Since then, at the tender age of 71, Mr Prescott has become an unlikely leading light in Labour’s use of new media, helped every step of the way by his son, David, who co-ordinates his use of blogging, Facebook and Twitter. Though the former Deputy Prime Minister admits to having been “a bit sceptical” at first, joining Facebook was a revelation. “All of a sudden I had 5,000 friends,” he said. “I’ve never had 5,000 friends in all my life.” It was not long before he realised its potential. Soon after joining the social networking site, he told his Facebook friends that he would be around in Sheffield for a chat before a party fundraiser. When he arrived at the venue, 200 people had turned up for a quick word.

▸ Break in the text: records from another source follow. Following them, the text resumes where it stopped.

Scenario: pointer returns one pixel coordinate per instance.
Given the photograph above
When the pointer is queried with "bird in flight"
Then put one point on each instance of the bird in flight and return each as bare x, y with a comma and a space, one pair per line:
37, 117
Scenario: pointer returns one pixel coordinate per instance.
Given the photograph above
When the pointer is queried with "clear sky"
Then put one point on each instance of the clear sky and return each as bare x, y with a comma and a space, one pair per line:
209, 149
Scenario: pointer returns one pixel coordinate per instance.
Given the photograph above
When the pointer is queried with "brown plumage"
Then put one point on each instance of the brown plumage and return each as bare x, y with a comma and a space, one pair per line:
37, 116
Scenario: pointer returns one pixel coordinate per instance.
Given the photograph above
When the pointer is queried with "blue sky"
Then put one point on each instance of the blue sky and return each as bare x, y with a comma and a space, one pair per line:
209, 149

It was his army of online followers that helped him make a crucial decision – whether to buy an iPhone or a Blackberry. “I asked them which I should get,” he said. “One guy came back and said, ‘Well, get them both, John – you’ve got two Jags'.” In the end he opted for a Blackberry. “I found the iPhone a bit too sensitive,” he explained. “You press one thing and two things come up.”

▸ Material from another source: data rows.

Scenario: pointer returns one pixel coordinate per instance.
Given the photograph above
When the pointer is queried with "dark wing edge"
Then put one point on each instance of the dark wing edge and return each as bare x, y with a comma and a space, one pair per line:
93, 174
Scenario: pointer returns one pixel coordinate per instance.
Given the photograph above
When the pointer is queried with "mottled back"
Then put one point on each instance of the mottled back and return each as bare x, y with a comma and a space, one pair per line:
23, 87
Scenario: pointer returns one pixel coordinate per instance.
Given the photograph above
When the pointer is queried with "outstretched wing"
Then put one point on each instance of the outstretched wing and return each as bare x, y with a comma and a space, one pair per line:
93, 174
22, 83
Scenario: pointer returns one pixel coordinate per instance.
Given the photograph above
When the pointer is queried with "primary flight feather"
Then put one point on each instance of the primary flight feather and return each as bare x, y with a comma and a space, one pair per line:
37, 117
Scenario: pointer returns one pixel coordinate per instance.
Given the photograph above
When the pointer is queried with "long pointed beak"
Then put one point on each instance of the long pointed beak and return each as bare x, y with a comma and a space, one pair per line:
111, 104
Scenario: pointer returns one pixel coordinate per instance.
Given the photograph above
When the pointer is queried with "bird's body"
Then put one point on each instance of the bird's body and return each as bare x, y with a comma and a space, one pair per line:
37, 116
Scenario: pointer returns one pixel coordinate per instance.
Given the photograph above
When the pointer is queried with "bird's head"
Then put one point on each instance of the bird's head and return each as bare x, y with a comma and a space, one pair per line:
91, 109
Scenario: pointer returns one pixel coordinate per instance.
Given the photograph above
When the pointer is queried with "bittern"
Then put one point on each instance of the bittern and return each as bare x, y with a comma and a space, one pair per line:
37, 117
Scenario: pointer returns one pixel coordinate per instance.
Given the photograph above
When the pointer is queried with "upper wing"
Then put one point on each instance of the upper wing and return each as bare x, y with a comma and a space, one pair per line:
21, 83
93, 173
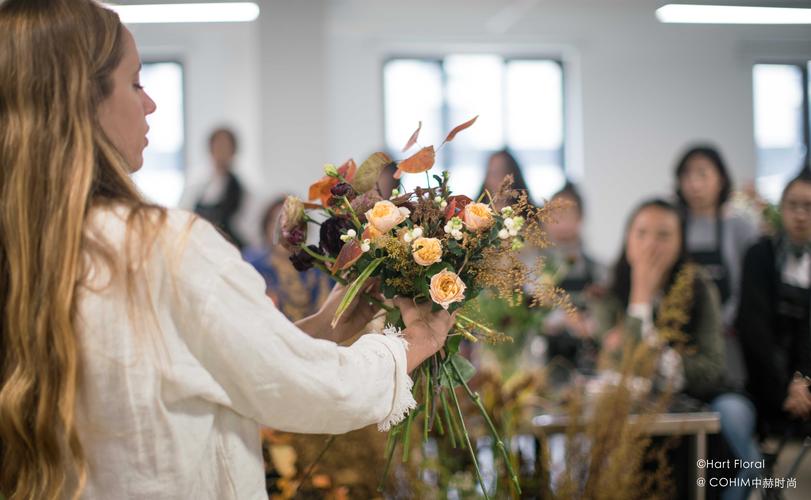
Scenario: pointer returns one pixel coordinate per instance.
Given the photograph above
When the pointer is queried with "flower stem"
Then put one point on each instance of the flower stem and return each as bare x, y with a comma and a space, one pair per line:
365, 296
321, 453
466, 435
391, 445
353, 214
317, 256
474, 323
448, 421
474, 396
427, 393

Sceptical users who believed that Mr Prescott was not really behind his growing online profile were soon trying to catch him out. One challenged him to use the words “coconut shy” in a forthcoming interview, a feat he managed with relative ease. “It’s important that people believe it’s really you,” he said. “Secondly, it’s important you are a character – I think I can accept the character role. You have to use humour, too, which I like.” The height of his success came with a campaign against bonuses for executives at Britain’s bailed-out banks. His online petition attracted 30,000 signatures and earned him a meeting with Stephen Hester, the head of RBS.

He is now using the technology as a quick rebuttal system, similar to the tactics pioneered by Alastair Campbell in the mid-1990s. “I can do a video blog and in 15 minutes it can be on the BBC,” he said. “We did that after a protester threw green custard over Peter Mandelson. Now that’s a whole new world altogether.”